Windows Downgrade Attacks May ‘Unpatch’ Updated Systems
Researchers from SafeBreach have shared a detailed blog post highlighting Downgrade attacks against Windows systems.
As explained, downgrade attacks can ‘unpatch’ a target system, reverting its status to a previous system version. Given that every recent system update brings security fixes, reverting a system to an older version revives all the patched vulnerabilities, making the system vulnerable to cyber threats.
Such attacks became possible due to the following two Windows zero-day flaws.
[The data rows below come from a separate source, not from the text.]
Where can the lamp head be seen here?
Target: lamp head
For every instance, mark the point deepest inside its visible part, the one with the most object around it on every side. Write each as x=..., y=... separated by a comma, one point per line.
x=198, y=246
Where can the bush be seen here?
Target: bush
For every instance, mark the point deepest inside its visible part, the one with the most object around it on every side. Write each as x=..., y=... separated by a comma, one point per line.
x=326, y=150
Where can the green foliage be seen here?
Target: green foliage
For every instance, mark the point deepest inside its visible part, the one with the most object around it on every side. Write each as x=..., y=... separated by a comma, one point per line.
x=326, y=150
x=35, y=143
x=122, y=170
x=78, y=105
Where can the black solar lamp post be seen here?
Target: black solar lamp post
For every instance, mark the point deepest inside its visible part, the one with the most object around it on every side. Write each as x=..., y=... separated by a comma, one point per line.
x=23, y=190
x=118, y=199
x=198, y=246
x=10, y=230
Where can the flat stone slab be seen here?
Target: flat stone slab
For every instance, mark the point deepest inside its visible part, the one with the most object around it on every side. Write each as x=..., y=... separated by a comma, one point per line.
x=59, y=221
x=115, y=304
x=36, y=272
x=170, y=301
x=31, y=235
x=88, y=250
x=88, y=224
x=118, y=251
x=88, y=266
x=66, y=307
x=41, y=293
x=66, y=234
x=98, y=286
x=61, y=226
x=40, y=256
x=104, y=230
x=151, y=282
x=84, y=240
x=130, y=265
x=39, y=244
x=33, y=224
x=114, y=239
- CVE-2024-38202 (CVSS 7.3; high severity): A privilege escalation vulnerability affecting Windows Backup that allows VBS bypass and unpatching target systems.
- CVE-2024-21302 (CVSS 6.7; medium severity): A privilege escalation flaw affecting Windows systems supporting Virtualization Based Security (VBS). Exploiting the flaw allows reintroducing previously patched vulnerabilities, evading VBS features, and stealing data.
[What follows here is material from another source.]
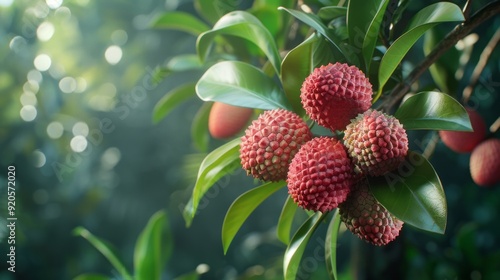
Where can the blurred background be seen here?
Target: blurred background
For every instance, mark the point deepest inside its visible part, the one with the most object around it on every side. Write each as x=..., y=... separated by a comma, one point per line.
x=76, y=98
The researchers devised a specific Downdate tool that bypasses security features like Trusted Installer enforcement and integrity verification and targets critical operating system components, such as DLLs, drivers, and NT kernel, to downgrade them. Such precise downgrading of components reintroduces previously patched vulnerabilities without letting the OS detect any issues. Hence, to the end user, the system would generate no alarms regarding potential vulnerabilities.
In their study, the researchers could easily compromise various OS components, ultimately compromising the VBS UEFI locks without physically accessing the target system. Doing so allowed the researchers to fully downgrade the target system to a former unpatched vulnerable state.
The researchers have shared a demo video on the attack alongside other technical details in their post. They presented their findings at the recently held Black Hat 2024.
For now, the vulnerabilities await a full patch, but Microsoft confirmed that it is working on relevant mitigations in its security update.